METRO SHANGHAI / TWOCENTS
Chinese students arrested abroad a warning for parents
Published: Feb 21, 2016 06:43 PM Updated: Feb 22, 2016 07:00 AM

Illustrations: Chen Xia/GT



Last week at a Southern California criminal court, three young Chinese nationals were sentenced to prison. Zhang Xinlei, Yang Yuhan and Zhai Yunyao received jail terms of six years, 10 years and 13 years respectively for their roles in the brutal torture of a fellow Chinese. What did they have in common? They were all students enrolled at a Los Angeles boarding school.

As reported in the Los Angeles Times, the bullies were arrested and prosecuted following their assault on a female Chinese student, whom they stripped naked, burned her nipples with cigarettes, kicked in the stomach with high heels and forced her to eat her own cut-off hair. Their only excuse for the attack was an "unsupervised lifestyle" after being sent abroad.

The case made the rounds on Chinese social media, with netizens supporting the strict punishment in the hopes that China's legal system will also start to be less lenient toward bullies, who tend to come from wealthy families and bribe their way out of punishment. Indeed, parents in the LA incident attempted to obstruct American justice by paying people off, a common practice in China.

The case occurred as a growing number of students from China are being sent by their parents to overseas high schools and universities for what they hope is a better education. During the 2014-2015 academic year, there were 300,000 Chinese students studying stateside, a 10 percent increase over the previous year, making China the leading country of origin for international students in the US.

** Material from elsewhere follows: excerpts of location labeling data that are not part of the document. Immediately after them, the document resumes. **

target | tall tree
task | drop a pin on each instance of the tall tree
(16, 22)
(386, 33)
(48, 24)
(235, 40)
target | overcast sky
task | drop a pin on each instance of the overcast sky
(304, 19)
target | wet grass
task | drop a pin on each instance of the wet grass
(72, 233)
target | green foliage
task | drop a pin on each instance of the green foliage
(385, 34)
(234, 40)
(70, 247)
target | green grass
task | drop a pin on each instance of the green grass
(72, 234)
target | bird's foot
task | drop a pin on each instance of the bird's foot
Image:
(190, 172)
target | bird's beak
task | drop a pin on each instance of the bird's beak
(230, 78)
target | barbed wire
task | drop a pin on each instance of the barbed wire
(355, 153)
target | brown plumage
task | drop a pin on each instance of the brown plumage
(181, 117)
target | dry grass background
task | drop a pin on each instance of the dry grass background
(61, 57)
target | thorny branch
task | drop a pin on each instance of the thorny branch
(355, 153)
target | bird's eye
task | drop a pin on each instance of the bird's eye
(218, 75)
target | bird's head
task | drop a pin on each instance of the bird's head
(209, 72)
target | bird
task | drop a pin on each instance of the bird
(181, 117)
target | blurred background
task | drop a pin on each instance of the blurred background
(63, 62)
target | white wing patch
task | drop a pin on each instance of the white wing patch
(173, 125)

Due to China's large population and hyper-competitive academic climate, an American education is viewed by many middle-class Chinese parents as an alternative to seeing their children struggle with score-centric exams. These parents would rather pay millions of yuan in overseas tuition and boarding expenses than risk seeing their children fail the gaokao (China's notorious national college entrance exam).

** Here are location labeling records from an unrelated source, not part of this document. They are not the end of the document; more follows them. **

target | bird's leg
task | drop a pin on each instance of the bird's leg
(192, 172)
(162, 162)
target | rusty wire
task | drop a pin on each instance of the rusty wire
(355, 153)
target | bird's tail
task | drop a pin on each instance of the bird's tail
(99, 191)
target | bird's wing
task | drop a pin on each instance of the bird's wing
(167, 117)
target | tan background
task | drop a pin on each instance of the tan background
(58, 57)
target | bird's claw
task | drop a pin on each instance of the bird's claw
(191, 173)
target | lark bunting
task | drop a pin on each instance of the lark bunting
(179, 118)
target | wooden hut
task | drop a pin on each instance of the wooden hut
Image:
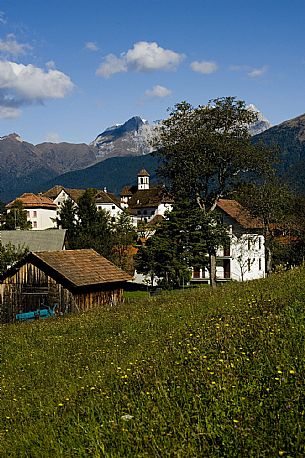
(72, 280)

What many Chinese parents don't realize, however, is that far from assimilating into the "Great American Melting Pot," what tends to happen instead is that Chinese students form their own reclusive social circles utterly devoid of any Western friends or even the English language. Compounding this self-segregation is the unfortunate fact that some of these boarding schools are not real schools but just vacant facilities where the kids are free to do what they want. Virtually abandoned by their parents and left unsupervised by teachers, sex, drugs and crime inevitably become part of their new American-style lifestyle.

As the mother of a teenaged daughter who will be going off to college in just a few years, I was naturally alarmed by this case. Over the weekend I raised the issue with her and my husband during dinner. If her scores don't improve these last few years of high school, then we may have to consider sending her abroad rather than enroll her in lower-tier Chinese university. But based on this and other similar cases, we are mistrustful of the agencies that help arrange overseas studies programs, many who cover up the dark sides of these schools and exaggerate their merits just to earn their commission. The so-called school that the three Chinese delinquents in LA attended, for example, was unbeknownst to their parents just a few portable cubicles in back of a mall.

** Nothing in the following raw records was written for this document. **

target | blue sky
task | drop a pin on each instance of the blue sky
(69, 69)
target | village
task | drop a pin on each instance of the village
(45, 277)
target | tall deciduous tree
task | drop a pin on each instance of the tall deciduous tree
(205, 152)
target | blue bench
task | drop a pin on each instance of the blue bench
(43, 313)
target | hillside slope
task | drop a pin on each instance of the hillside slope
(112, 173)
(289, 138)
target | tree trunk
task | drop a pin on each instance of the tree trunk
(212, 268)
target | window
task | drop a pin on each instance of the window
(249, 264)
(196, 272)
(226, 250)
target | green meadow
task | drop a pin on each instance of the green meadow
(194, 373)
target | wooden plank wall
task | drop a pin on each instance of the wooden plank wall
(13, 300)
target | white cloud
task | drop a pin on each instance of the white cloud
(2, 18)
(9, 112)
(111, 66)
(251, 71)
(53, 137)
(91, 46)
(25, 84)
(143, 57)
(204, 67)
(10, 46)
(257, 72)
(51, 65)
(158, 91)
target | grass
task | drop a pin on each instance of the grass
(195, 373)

Of even greater importance, however, is to make sure that our daughter has learned personal responsibility and ethics before we send her off to live alone. As parents, it is our role - not school's and not society's - to raise our children to be able to function independently and competently in the world within a moral framework. If, however, a student can't succeed without our constant presence, assistance and indulgence (called "helicopter parenting"), then there's a reasonable chance they won't do too well on their own abroad, and may even find themselves in trouble there.



The opinions expressed in this article are the author's own and do not necessarily reflect the views of the Global Times.